C’est pourquoi je pense que personne ne bénéficiera davantage de notre travail autant que les sociétés elles-mêmes. Car la grande majorité des entreprises, qui paient leur juste part d’impôt, ne devrait pas être mise en compétition avec des rivaux qui obtiennent des faveurs spéciales du gouvernement. [from government… neutralité sur quel(s) gouvernement(s), on n’en stigmatise pas un !]

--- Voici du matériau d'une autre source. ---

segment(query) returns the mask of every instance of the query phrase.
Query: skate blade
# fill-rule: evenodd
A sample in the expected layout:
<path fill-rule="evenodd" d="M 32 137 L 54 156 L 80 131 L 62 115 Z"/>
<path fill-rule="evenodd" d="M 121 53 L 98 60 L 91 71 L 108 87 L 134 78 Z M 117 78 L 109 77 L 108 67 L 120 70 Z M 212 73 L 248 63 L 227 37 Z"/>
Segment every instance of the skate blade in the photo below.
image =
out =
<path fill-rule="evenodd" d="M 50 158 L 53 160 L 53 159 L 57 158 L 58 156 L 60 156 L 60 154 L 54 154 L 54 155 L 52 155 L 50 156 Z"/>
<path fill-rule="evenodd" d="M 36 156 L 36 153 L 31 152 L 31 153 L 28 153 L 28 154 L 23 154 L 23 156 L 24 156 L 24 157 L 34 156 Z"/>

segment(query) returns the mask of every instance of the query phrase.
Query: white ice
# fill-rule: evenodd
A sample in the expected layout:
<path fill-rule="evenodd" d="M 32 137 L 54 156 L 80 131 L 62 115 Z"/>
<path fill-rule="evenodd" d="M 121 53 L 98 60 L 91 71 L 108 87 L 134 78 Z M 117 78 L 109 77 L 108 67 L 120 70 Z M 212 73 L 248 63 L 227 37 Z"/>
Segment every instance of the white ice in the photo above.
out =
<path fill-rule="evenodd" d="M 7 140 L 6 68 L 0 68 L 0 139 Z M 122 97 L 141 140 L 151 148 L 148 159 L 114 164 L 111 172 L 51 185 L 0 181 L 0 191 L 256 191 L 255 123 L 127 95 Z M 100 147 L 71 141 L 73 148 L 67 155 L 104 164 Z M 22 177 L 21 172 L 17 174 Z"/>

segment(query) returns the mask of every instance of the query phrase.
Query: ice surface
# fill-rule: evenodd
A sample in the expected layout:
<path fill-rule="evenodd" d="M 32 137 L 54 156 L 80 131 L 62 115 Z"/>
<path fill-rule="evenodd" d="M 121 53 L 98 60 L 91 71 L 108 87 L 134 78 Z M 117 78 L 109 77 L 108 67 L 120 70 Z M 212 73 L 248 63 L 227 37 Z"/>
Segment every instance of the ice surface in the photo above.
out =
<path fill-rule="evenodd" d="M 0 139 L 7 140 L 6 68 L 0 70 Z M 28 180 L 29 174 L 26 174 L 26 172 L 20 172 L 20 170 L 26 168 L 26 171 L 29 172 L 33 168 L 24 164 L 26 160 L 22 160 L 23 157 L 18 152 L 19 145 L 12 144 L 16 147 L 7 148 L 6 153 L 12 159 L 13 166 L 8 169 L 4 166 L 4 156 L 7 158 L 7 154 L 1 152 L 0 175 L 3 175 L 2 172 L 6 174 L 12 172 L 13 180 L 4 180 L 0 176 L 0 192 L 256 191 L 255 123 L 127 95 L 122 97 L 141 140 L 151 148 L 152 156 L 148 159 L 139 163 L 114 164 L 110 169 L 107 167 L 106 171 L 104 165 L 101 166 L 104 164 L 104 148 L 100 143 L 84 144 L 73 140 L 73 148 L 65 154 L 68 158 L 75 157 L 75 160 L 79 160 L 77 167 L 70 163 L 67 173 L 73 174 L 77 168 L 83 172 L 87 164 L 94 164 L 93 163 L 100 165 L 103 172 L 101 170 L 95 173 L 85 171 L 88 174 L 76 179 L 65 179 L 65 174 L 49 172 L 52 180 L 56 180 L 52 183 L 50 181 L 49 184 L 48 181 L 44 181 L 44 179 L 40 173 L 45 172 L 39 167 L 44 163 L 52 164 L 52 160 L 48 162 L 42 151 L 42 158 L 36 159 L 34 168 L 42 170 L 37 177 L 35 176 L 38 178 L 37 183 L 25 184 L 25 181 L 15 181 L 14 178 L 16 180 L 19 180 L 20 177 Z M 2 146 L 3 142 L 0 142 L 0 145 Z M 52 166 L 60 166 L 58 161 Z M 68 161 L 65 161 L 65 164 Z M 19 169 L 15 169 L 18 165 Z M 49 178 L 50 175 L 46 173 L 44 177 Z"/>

Je suis consciente que les firmes qui paient leur juste part d’impôt veulent s’assurer qu’elles n’ont pas accidentellement enfreint les lois. C’est pourquoi, en mai cette année, la Commission a adopté la Notice sur la Notion d’Aide d’Etat, qui explique justement quand un traitement fiscal spécial vaut aide d’état. Et mon équipe a embrayé en publiant le Document de Travail sur les Aides d’Etat et les Rescrits Fiscaux, document qui donne davantage de détails sur ce que nous avons appris de notre labeur.

Conclusion

Il est important pour moi de ne pas rendre la vie difficile aux entrepreneurs responsables, qui paient leur juste part d’impôts. Je souhaite au contraire m’assurer que tout le monde ait une chance équitable de succès.

Quand tous paient leur part, nos économies, et nos sociétés, se portent mieux. Les gouvernements ont l’argent dont ils ont besoin pour investir. Les contribuables responsables n’ont pas à régler la note laissée par les firmes qui pratiquent l’évasion fiscale. Et le public a confiance dans la chance équitable qu’a tout un chacun, et pas seulement quelques firmes aux bonnes connexions.

Les autorités publiques peuvent ajouter leur aide, évidemment. Nous pouvons colmater les failles dans les lois d’imposition, en nous pouvons protéger la compétition en renforçant les lois sur l’aide d’état.

Mais en fin de compte, ce qu’il nous faut vraiment, c’est un changement d’attitude. Nous saurons que nous avons remporté un succès quand les entreprises arrêteront d’essayer de payer aussi peu d’impôt que possible, et adhéreront au paiement d’un juste montant d’impôt.

Cela m’encourage dans cette voie quand je vois des firmes comme Maersk et DONG Energy qui commencent à traiter l’impôt comme une question de responsabilité sociale de l’entreprise (« corporate » … au niveau du conseil d’administration…). C’est un pas important dans la bonne direction.

Mais pour parvenir au changement culturel dont nous avons besoin, nous devons continuer la discussion. Et c’est pourquoi je pense que ce dialogue est si important.